2.7. Statistical analysis

Statistical analysis was performed using SPSS version 18 (IBM Canada, Markham, ON, Canada). The data are presented as median and interquartile range and were tested for normality using the Shapiro–Wilk test and a histogram of distribution. Non-normal continuous data were transformed for normality using a two-step approach, as previously described.¹⁷ Student's t-test was used for comparison between two groups, and ordinary one-way analysis of variance test was used for multigroup comparisons. A P value < 0.05 was considered statistically significant.

3. Results

3.1. CsA reduced serum ALT following warm IRI

Figure 3 illustrates the differences in the serum ALT seen among the groups. The serum ALT level was significantly reduction in the mice treated with 10 or 25 mg/kg of CsA than in the control mice (1793.5 (1603.0–2157.0) U/L and 1823.0 (1668.0–2932.0) U/L, respectively vs. 3300.5 (2481.0–4911.0) U/L; P < 0.001 and 0.007, respectively) but was not significantly different between the mice treated with 2.5 mg/kg of CsA (4041.0 (2327.0–4871.0) U/L; P = 0.845) and the control mice. The serum ALT was significantly lower in the sham mice (383.0 (229.0–562.0) U/L; P < 0.001) than in all the treatment groups. Moreover, the mice treated with 10 mg/kg NIM-811 had significantly lower serum ALT (2375.0 (1963.0–2919.0) U/L; P = 0.031), compared with that in the control.

Fig. 3 — **Effect of cyclosporine on serum alanine transaminase (ALT).** The serum ALT levels at 6 h after partial liver ischemia in mice treated with normal saline (NS); 2.5, 10, or 25 mg/kg of cyclosporine (CsA 2.5, 10, 25); or 10 mg/kg of NIM-811 are shown (n = 7 for sham group, n = 9 to 14 for other groups). Results that were not significantly different are not shown.

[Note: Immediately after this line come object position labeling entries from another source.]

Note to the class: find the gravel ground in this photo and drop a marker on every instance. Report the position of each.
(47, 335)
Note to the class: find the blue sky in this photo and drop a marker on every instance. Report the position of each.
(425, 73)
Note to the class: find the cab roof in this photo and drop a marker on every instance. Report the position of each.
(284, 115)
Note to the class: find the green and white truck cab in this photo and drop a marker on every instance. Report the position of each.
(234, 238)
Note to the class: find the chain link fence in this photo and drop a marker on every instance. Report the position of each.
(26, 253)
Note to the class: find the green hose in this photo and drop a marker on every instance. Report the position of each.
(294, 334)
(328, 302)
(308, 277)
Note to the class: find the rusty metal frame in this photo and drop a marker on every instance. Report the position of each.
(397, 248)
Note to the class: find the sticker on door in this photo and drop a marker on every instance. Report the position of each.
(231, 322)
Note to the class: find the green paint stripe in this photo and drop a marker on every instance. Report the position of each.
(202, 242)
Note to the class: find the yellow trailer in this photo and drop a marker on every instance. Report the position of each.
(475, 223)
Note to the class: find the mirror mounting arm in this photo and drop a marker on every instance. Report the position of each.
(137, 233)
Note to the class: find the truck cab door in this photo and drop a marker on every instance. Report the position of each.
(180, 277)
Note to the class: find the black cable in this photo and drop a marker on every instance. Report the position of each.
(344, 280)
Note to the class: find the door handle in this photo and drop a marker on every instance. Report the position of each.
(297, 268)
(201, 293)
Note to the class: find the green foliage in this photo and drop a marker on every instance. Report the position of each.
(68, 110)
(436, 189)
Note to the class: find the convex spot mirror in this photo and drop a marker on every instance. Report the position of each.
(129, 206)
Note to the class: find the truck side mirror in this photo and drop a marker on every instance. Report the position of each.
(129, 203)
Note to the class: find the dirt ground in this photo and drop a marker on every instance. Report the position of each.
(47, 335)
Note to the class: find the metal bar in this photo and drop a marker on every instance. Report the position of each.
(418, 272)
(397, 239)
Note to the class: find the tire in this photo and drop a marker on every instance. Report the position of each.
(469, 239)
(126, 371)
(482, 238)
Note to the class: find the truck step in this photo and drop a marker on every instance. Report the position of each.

The serum CsA levels were 414.50 (412.75–416.25) μg/L, 1145.00 (1102.50–1187.50) μg/L, and >2500.00 μg/L at 2 h after injection of CsA at 2.5, 10, and 25 mg/kg, respectively. All levels were within or above the range required for chronic immunosuppression.¹⁸ At this time point, treatment of the mice with CsA only (25 mg/kg) had no effect on the serum ALT (67 (61–87) U/L; normal range, 28–132 U/L).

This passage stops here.